Parkinsons Disease Info for the Family

The progressive neurological condition known as Parkinsons Disease is thought to affect one out of every 500 people in the UK. The 127,000 people living with the disease suffer from progressive brain damage with no known cure. Men are more likely to get the disease with women and symptoms are much more likely to appear after age 50.

Parkinsons is caused by the loss of nerve cells which produce dopamine. Without dopamine, a person’s movements become slower and even simple tasks become laborious. Other symptoms include slowness of movement, stiffness of movement, and tremors. At first, these symptoms may be more noticeable to close friends and family, but worsen overtime. A wide range of physical and psychological symptoms can also accompany Parkinsons, including depression, constipation, insomnia, loss of smell, and memory issues. Each patient’s experience with Parkinsons is different and some may exhibit symptoms to a greater or lesser degree.

Living with Parkinsons

For both the individual as well as their friends and family, living with Parkinsons can be emotional. While there is no known cure, there are treatments available which help manage symptoms. Most of the drug therapies are focused on increasing dopamine. In addition to drug therapies, speech therapy, physiotherapy, and occupational therapy may be used to help control symptoms.

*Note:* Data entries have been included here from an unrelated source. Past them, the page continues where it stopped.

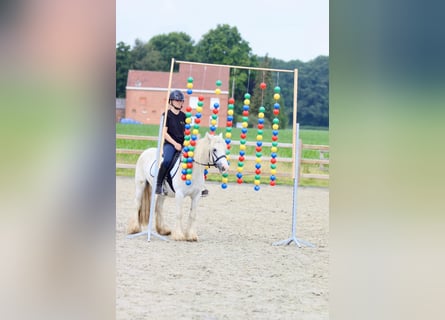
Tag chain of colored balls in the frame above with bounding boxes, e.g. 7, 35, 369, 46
181, 77, 197, 186
270, 86, 281, 186
253, 82, 267, 191
221, 98, 235, 189
236, 93, 250, 184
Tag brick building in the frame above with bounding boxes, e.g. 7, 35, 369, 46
125, 64, 230, 127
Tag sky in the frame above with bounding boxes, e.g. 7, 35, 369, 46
116, 0, 329, 62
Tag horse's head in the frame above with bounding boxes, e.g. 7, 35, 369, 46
205, 132, 229, 173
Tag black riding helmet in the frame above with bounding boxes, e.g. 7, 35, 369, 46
168, 90, 184, 102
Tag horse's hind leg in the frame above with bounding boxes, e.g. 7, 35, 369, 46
155, 196, 171, 236
185, 194, 201, 241
172, 194, 186, 241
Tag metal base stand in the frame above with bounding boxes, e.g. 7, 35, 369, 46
272, 123, 315, 248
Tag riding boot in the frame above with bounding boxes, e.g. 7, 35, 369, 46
155, 164, 168, 194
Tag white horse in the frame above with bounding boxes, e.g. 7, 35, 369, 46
127, 133, 229, 241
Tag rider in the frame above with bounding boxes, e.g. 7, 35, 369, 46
155, 90, 186, 194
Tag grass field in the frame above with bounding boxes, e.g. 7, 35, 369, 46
116, 123, 329, 187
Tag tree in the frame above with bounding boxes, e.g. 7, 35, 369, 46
116, 41, 132, 98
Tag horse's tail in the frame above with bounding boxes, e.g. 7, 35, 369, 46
127, 182, 152, 234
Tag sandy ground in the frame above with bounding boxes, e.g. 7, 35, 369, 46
116, 177, 329, 320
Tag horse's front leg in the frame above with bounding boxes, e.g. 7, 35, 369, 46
185, 193, 201, 241
155, 196, 171, 236
172, 193, 186, 241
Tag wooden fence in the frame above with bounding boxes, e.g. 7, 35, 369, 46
116, 134, 329, 180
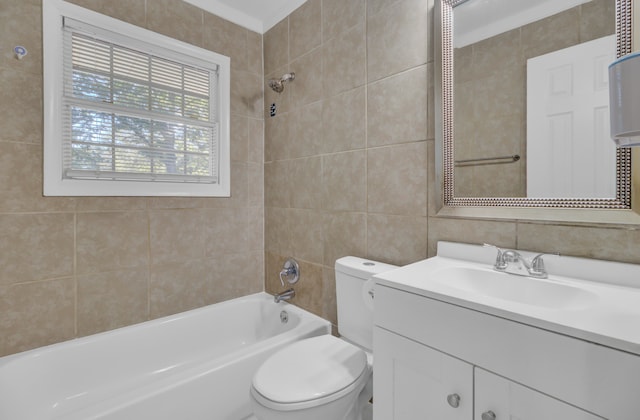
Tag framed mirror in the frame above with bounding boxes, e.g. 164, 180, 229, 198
435, 0, 632, 209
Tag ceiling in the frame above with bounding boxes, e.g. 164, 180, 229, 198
453, 0, 591, 48
185, 0, 307, 34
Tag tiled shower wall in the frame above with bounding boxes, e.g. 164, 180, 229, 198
264, 0, 434, 323
0, 0, 640, 355
264, 0, 640, 330
0, 0, 264, 356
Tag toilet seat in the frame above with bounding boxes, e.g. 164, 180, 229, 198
251, 335, 371, 411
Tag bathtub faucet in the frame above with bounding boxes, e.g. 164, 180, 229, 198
273, 289, 296, 303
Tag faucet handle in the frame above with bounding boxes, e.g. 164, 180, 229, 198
280, 258, 300, 287
531, 252, 560, 275
482, 243, 507, 270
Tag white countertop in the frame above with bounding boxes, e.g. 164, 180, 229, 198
374, 242, 640, 355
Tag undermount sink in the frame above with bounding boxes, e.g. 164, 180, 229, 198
374, 242, 640, 355
430, 266, 597, 310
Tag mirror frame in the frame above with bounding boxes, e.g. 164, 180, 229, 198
434, 0, 633, 210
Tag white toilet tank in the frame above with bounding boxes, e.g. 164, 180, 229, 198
335, 257, 397, 351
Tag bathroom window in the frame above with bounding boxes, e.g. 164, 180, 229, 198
43, 0, 230, 196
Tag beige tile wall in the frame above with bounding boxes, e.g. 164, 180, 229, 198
264, 0, 640, 332
264, 0, 433, 322
0, 0, 640, 355
0, 0, 264, 356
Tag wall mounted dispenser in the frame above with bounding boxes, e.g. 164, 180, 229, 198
609, 52, 640, 147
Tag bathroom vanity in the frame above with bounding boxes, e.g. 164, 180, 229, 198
374, 243, 640, 420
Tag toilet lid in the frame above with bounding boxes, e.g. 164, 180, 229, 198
253, 335, 367, 404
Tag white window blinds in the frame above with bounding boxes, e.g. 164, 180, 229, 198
62, 18, 220, 184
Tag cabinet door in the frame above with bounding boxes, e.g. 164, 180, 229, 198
373, 327, 473, 420
473, 368, 603, 420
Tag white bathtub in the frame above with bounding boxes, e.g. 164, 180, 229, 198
0, 293, 330, 420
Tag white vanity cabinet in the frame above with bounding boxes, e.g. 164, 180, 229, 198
373, 328, 473, 420
473, 368, 602, 420
374, 284, 640, 420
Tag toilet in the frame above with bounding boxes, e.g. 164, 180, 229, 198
250, 257, 396, 420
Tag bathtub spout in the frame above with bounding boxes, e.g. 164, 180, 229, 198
273, 289, 296, 303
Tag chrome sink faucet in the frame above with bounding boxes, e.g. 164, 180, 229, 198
483, 244, 560, 279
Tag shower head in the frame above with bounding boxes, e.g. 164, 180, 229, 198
269, 72, 296, 93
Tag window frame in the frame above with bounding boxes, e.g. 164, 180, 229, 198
42, 0, 231, 197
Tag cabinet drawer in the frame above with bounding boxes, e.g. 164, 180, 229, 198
373, 328, 473, 420
374, 285, 640, 420
473, 368, 603, 420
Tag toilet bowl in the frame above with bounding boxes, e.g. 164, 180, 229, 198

For the patient, living with the disease can be stressful. Staying physically and mentally fit can help reduce stress. Regular exercise also helps relieve muscle stiffness. In addition, a healthy, well-balanced diet can help lift mood and enhance immune system. Most importantly, talking with a GP, support group, and trusted loved ones is vital to managing stress.

The slow, stiff movements and tremors can make daily tasks difficult. Fortunately, a variety of assistive devices and aides can help make daily living easier for people with Parkinsons.

Practical Aides

People living with Parkinsons want to retain their independence as long as possible. Doing so also helps with self-esteem and alleviates depression. For each aspect of daily living, there are a variety of assistive devices available.


Getting in and out of the bath or shower safely is difficult with stiff, sore muscles and tremors. Devices such as grab rails can help make this task easier and safer. Once in the shower or tub, options like bath steps, tap turners, and long-handled sponges make it easier for patients to attend to their personal hygiene.

Getting Dressed

Getting dressed with stiff, trembling fingers and hands can seem nearly impossible. With devices like extra-long shoe horns, long handled combs and brushes, and special shoe laces make the task of dressing and undressing easier.

Eating and Drinking

Tremors and shaking can make it difficult to eat and drink without spilling. Traditional cutlery and cups can seem nearly impossible to use. Weighted forks and knives coupled with plate surrounds and guards make it easier for people with Parkinsons to feed themselves at meal time.

In the Kitchen

The kitchen can be a scary and dangerous place for people with Parkinsons. Fortunately many products exist to make the kitchen a safer place. Kettle tippers, hot drink dispensers, food prep aides, and non-slip mats all help avoid accidents and burns.

Day to Day Living

Doing simple tasks around the house can be quite difficult. Products like key turners, grab rails, and plug pulls can make these tasks easier.

With support and assistive devices, patients with Parkinsons Disease can maintain their independence longer and manage symptoms.